A groundbreaking new study by ABF Research Professor and Henry Schultz Distinguished Service Professor in Economics at the University of Chicago, James Heckman, found that at-risk children in rural China who received both nutritional and educational support showed significant advancements in their language skills, social and emotional development. 

The innovative study, entitled the "Rural Education and Child Health" project, was led by Heckman and fellow scholars from the University of Chicago who worked with the China Development Research Foundation to collect data on child health, development and home environment. The goal of the study was to evaluate the long-term impact of providing nutritional support and psychosocial stimulation to at-risk rural children in China, who are left alone in their rural communities when their parents travel to urban areas for work, which numbers over 60 million. 

Conducted from 2014-2017, the study combined China's existing Children Nutrition Improvement Project in Poverty-stricken Areas (CNNIP), which provides free nutritional supplements to children living in poverty, with a home visit by a trained educator who taught parents and caregivers about early childhood development and the benefits derived from adult-child interaction. 

During their weekly visits, the educators watched the parents interacting with children and encouraged them to be more nurturing and caring, as well as to teach their children through activities such as games and songs. 

"These are aspects that we know are important to a child's long-term trajectory," Heckman is quoted as saying in a recent University of Chicago news article about the study and the impact of its findings. "Early spoken language is a precursor and predictor of later life development."

Early analysis of the study's results demonstrated significantly better performance, including improved language skills, among those who were treated for the study compared to those who were not. 

"Program leaders believe that teaching parents why it is important to interact with and talk to children will directly impact their early childhood development," explained Jin Zhou, who is quoted in the University of Chicago news article. Zhou is a University of Chicago postdoctoral fellow who worked with Heckman on the project.

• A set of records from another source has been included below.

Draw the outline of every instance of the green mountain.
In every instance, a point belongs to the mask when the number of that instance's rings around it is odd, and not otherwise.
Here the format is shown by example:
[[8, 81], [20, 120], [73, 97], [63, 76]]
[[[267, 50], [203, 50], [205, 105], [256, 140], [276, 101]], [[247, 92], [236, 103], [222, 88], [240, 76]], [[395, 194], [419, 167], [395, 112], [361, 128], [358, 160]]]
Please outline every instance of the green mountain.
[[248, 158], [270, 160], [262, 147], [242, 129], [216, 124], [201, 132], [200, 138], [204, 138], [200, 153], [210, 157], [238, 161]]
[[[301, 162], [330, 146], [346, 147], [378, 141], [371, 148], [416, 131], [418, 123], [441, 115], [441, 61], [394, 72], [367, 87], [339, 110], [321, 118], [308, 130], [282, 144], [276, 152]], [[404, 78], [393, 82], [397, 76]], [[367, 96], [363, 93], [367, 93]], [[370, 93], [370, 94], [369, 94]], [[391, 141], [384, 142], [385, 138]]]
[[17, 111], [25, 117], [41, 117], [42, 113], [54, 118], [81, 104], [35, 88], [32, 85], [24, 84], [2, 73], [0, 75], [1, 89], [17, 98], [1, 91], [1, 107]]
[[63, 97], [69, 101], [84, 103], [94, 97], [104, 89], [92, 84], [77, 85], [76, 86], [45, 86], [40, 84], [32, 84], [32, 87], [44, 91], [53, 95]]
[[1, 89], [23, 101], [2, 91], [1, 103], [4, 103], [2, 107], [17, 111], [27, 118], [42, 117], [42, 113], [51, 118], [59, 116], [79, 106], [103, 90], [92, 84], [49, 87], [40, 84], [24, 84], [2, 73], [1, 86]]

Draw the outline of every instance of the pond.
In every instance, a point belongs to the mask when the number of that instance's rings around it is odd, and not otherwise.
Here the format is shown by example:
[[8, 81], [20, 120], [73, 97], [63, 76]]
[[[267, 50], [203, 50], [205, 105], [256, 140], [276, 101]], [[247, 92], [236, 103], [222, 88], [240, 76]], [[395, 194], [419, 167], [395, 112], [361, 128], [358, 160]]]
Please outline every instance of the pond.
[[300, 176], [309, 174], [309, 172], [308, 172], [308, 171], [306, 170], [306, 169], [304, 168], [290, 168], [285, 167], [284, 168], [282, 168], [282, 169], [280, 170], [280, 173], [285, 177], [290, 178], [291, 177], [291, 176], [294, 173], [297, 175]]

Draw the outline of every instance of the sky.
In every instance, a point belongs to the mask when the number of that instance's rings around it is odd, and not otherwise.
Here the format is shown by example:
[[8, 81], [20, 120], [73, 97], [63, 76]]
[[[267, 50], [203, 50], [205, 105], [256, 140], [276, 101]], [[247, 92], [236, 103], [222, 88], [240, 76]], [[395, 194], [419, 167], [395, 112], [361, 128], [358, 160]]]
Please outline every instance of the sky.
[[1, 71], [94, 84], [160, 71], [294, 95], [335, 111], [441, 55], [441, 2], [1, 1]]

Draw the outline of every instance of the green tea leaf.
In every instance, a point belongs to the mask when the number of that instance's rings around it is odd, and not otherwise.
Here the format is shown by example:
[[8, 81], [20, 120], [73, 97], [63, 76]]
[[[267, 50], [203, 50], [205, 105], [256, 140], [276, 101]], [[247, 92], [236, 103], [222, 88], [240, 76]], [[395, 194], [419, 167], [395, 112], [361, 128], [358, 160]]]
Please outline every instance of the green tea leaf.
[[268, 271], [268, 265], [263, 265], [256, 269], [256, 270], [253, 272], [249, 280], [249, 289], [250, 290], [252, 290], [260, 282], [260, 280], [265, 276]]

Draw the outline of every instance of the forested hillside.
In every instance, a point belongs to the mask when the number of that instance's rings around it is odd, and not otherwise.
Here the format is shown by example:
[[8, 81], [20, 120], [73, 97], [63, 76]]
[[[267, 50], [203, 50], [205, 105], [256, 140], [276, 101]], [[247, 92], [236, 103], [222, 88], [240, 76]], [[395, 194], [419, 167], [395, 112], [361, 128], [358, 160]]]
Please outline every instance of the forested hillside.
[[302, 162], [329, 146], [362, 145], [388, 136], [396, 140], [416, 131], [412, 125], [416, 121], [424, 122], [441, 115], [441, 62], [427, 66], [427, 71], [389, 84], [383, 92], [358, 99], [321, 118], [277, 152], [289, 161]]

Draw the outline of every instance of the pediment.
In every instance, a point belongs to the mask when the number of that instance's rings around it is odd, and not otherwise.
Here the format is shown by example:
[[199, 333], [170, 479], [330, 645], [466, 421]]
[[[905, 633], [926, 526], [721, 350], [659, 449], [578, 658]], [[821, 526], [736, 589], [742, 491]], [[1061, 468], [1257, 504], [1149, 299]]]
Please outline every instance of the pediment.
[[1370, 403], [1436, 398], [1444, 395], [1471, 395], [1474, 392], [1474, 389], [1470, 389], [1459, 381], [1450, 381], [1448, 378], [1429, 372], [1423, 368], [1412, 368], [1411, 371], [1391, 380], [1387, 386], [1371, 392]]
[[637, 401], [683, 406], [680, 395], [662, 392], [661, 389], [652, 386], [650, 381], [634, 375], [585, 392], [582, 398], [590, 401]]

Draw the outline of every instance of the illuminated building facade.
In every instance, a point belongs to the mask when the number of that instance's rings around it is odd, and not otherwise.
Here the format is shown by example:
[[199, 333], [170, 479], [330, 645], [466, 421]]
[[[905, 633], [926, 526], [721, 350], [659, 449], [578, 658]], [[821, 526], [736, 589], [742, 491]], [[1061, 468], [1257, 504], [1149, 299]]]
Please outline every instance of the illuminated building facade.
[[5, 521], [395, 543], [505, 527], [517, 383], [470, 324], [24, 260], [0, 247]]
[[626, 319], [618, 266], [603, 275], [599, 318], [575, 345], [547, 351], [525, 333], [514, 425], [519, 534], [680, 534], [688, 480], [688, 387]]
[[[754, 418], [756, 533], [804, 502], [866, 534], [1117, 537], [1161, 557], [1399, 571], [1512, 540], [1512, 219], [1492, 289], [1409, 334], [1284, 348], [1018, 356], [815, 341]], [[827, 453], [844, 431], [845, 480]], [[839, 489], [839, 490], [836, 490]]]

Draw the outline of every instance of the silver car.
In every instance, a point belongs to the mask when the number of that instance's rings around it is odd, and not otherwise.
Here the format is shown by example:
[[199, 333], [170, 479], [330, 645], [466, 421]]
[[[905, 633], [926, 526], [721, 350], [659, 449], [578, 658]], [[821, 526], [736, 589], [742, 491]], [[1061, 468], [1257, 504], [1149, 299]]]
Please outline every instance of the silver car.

The format for Heckman's "Rural Education and Child Health" project was based on the "Jamaica Parenting and Psychosocial Stimulation Curriculum," an intervention in the 1980s in which 127 children who had not developed properly received physical, sensory and emotional games/activities, and nutritional intervention. The "Jamaica Parenting and Psychosocial Stimulation Curriculum" found that the underdeveloped children who received the psychosocial support earned 25 percent more income than underdeveloped children who did not, the same level of earnings as children who had developed normally. 

In 2014, Heckman's study was applied to 1,500 randomly selected families throughout Huachi County in Gansu Province, who had children between the ages of 6-36 months. From 2015-2017, Heckman and his team collected three rounds of data using early childhood instruments to assess the children’s health and development, their relationship with their parents, and the social, emotional and cognitive support of their home environment. The results showed that psychosocial support had a greater impact on children's development than nutritional support.  

The University of Chicago article notes that China's President Xi Jinping is committed to addressing rural poverty in China and the challenges faced by the tens of million of children in need. Heckman hopes that the study's early results will influence China’s national and provincial policy regarding these issues and lead to better parenting and nutrition programs throughout the country's rural areas, according to the article. 

Heckman and his project team will continue to assess the children in coming years to prove the long-term impact of their interventions and the effects these interventions will have on subsequent children, extended families and the broader community. 

"He believes such interventions could change the trajectory of children’s lives across the country, helping them to be more productive and successful, and creating a foundation of successful parenting practices that will shape future generations," the University of Chicago news article says.